Expert: Choking strongly predicts homicide
DeKALB – While two notable trials neared their end in the DeKalb County Courthouse on Thursday, State’s Attorney Rick Amato was addressing what he considers a serious issue in our community: choking in domestic violence cases.
About 40 people attended a training session hosted by Amato and Safe Passage, which outlined how local agencies can respond to reports of people choking another person. Materials provided by Amato show that one in four women will experience intimate partner violence, and that more than two-thirds of those victim will experience near-fatal choking.
“Our community deserves best practices, as well as the attention on such a lethally silent issue that we have to bring attention to and get help for those that can’t help themselves,” Amato said.
Representatives from local agencies including the DeKalb and Sycamore police departments, the Sycamore Fire Department and Northwestern Medicine Kishwaukee Hospital learned what symptoms victims could show after they’ve been choked, including raspy voice, red eyeballs or difficulty speaking, as well as best practices in addressing those signs before it turns into a more serious issue such as a stroke.
Gael Strack, CEO of Alliance for HOPE International, led a discussion during the session at the DeKalb County Community Outreach Building on how the community can better streamline choking-related cases in the county through law enforcement, hospitals, the court system and victim advocacy groups.
Strack said choking is the most lethal form of domestic violence and has been long overlooked in domestic or sexual violence cases.

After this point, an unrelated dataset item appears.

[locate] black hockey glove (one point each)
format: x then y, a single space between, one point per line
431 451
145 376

She said victims who have been choked once are 750 percent more likely to be killed by their abusers, and that choking is considered a strong predictor of homicide.
“If communities like DeKalb focus on this issue, it can save lives,” Strack said.

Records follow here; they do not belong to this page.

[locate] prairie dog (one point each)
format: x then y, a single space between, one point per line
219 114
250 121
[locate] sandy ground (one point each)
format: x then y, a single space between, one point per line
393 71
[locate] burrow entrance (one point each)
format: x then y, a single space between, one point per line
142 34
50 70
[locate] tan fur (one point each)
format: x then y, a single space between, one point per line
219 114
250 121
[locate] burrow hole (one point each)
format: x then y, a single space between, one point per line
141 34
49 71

Mary Ellen Schaid, executive director for local domestic violence agency and rape crisis center Safe Passage, said making resources more streamlined for victims hopefully will help them feel more comfortable in reporting those incidents. She also said offenders who choke their victims are dangerous and need to be held accountable.
“That’s the only way it’s going to stop,” Schaid said.
DeKalb police Cmdr. Steve Lekkas said he attended the training session, and that it was great to hear what experts had to say on best practices for addressing choking in domestic violence and sexual assault. Anecdotally speaking, he said, a rise has been noted in domestic violence calls in the community and that the police department has been seeing more related felony charges than usual.
Lekkas said he felt reassured that his department has felt been working with Amato and Safe Passage on recommendations issued at the training session, such as overseeing lethality assessments.
“Overall, we’re on the right track, and we can keep improving,” Lekkas said.